One of the hardest things about songwriting is to know and accept when the lyrics are just right. I know some songwriters just jot down the very first thing they hear in their head and then that’s the song. (interestingly, some of my friends who take that approach often have brilliant lyrics, and others… well…. less so.)
For me, I start with whatever comes to mind, but that ends up being the first of many, many drafts. Most of the time, the first thing in my head is little more than a trite placeholder. It usually takes me a while to figure out what I want to say and I may have two or three drafts of lyrics before I even decide what the song is supposed to be.
But even when I’m done with a song, I always think something can be improved. I always think some nuance can be brought out with more color and clarity. But sometimes, I’m simply just running in circles trying and failing to rewrite something and I’m not always making it better. So that sort of begs the question, when are you really done?
2 thoughts on “Just Words”
I can understand this… I’ve been working on my “album” for years.
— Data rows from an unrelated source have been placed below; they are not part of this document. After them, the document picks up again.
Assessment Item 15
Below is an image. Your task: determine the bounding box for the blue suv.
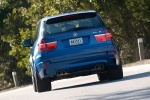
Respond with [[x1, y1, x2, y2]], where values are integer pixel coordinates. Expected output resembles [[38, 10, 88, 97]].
[[23, 10, 123, 92]]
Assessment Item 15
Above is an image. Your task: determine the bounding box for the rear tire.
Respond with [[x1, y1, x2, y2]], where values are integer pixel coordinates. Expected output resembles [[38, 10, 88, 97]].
[[32, 75, 37, 92], [108, 65, 123, 81], [34, 69, 52, 92], [97, 72, 108, 81]]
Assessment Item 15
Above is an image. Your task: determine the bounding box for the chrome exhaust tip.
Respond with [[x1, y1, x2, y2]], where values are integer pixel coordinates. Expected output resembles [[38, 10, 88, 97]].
[[62, 70, 66, 74], [95, 64, 105, 70], [56, 71, 61, 76], [56, 70, 67, 76]]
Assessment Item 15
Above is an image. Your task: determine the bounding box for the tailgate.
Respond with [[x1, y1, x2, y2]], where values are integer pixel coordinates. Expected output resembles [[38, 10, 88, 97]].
[[42, 28, 108, 62]]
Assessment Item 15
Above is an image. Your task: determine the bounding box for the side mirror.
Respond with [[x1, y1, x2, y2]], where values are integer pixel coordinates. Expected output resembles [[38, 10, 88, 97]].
[[22, 39, 33, 47]]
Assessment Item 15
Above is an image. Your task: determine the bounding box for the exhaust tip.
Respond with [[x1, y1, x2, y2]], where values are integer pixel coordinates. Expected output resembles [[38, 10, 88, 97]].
[[56, 70, 67, 76], [62, 70, 66, 74], [95, 64, 105, 70], [56, 71, 61, 76]]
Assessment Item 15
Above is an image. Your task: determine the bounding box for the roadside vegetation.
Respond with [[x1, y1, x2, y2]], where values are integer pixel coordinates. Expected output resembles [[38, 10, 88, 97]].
[[0, 0, 150, 90]]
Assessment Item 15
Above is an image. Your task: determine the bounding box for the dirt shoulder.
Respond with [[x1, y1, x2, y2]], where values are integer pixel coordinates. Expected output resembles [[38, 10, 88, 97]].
[[0, 84, 32, 93]]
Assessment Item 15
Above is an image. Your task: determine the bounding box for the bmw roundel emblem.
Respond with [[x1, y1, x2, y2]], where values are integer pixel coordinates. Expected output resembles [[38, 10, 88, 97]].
[[73, 32, 78, 37]]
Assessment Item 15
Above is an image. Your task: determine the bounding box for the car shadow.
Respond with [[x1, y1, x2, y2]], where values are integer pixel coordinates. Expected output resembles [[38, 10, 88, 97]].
[[53, 71, 150, 91]]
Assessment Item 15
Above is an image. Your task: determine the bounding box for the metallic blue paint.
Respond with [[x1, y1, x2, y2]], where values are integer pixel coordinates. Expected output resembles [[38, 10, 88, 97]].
[[24, 10, 121, 80]]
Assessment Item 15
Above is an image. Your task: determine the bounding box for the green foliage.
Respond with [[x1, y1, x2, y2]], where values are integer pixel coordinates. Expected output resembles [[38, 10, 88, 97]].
[[126, 0, 150, 22], [0, 0, 150, 89]]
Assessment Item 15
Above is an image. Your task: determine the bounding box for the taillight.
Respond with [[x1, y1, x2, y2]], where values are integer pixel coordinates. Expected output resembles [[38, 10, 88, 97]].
[[94, 34, 107, 42], [38, 40, 57, 52], [94, 29, 113, 42], [104, 29, 113, 41]]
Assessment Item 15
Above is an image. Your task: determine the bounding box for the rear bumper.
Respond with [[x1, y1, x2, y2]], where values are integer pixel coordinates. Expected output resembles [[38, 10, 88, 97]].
[[36, 54, 119, 79], [52, 68, 107, 80]]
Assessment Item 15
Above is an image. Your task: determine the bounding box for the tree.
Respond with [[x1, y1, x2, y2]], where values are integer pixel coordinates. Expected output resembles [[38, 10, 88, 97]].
[[0, 0, 31, 89]]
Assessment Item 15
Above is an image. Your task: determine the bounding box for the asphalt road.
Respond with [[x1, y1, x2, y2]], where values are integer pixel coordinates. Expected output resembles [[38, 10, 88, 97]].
[[0, 64, 150, 100]]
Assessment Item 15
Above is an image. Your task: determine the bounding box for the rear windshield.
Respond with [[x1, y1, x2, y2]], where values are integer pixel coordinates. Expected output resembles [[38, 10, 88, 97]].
[[44, 12, 104, 35]]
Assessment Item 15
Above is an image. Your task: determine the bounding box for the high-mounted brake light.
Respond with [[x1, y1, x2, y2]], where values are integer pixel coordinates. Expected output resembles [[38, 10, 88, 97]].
[[38, 40, 57, 52], [94, 29, 113, 42], [63, 14, 78, 19]]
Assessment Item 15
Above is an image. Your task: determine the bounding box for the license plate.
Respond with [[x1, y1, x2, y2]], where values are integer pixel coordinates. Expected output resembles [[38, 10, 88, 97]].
[[69, 38, 83, 46]]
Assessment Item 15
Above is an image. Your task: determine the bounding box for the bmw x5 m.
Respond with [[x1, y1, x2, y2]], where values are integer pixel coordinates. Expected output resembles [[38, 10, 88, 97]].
[[23, 10, 123, 92]]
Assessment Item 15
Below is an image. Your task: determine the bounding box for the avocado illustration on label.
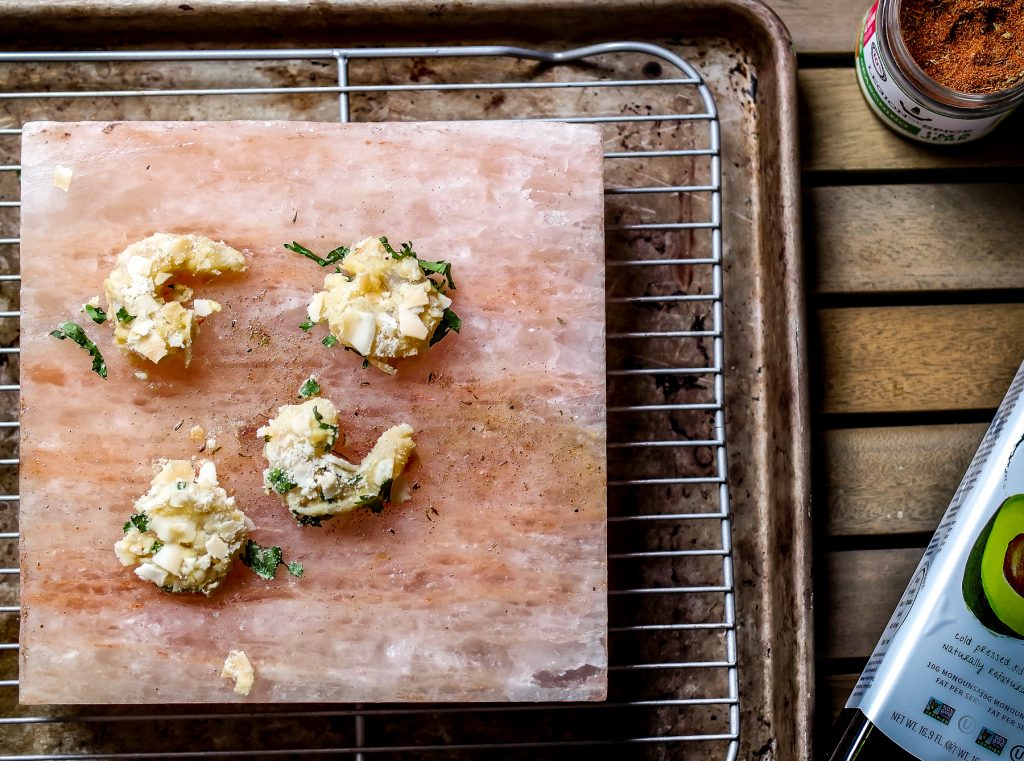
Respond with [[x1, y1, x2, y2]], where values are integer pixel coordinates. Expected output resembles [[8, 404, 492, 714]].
[[963, 494, 1024, 639]]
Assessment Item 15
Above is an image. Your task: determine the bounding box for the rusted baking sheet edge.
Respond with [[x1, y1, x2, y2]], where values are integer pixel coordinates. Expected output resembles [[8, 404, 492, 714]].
[[8, 0, 792, 51], [2, 0, 811, 758]]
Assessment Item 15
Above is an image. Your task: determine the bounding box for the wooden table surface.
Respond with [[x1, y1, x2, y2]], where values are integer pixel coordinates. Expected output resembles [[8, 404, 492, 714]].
[[762, 1, 1024, 754]]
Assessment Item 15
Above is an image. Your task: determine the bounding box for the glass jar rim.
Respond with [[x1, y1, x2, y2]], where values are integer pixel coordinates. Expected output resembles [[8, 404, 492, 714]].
[[885, 0, 1024, 109]]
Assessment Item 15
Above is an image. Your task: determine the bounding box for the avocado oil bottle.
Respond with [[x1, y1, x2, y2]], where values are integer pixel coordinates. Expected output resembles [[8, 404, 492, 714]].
[[826, 365, 1024, 761]]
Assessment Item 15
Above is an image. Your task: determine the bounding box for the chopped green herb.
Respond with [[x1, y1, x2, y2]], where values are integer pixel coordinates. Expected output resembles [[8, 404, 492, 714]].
[[312, 405, 339, 450], [122, 513, 150, 533], [417, 258, 457, 291], [355, 478, 394, 514], [326, 246, 350, 264], [292, 511, 332, 528], [379, 236, 416, 260], [299, 320, 315, 332], [240, 539, 284, 580], [429, 308, 462, 347], [263, 434, 272, 443], [151, 540, 164, 554], [267, 467, 297, 494], [298, 376, 321, 398], [115, 306, 135, 324], [361, 359, 370, 370], [284, 241, 317, 262], [83, 304, 107, 324], [285, 241, 349, 267], [556, 316, 567, 326], [240, 540, 304, 581], [379, 237, 456, 291], [176, 481, 186, 490], [322, 334, 338, 348], [50, 321, 107, 379]]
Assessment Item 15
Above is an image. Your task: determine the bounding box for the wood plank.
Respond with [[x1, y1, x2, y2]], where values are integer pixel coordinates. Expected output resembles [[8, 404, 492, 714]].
[[809, 185, 1024, 293], [820, 548, 922, 659], [766, 0, 864, 55], [823, 424, 986, 535], [817, 304, 1024, 414], [800, 69, 1024, 173]]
Not just lyrics, but guitar sounds, layers, arrangements.
This is why you don’t produce yourself. Only a few people, I think, can successfully produce one’s self. Prince comes to mind. I can produce other people’s stuff easily, but when it comes to my own, it’s a fog of what I want vs what I think I hear vs what is there.
Yeah, great point Aash! That’s always the balance tho – when to trust your producer vs. when to trust yourself.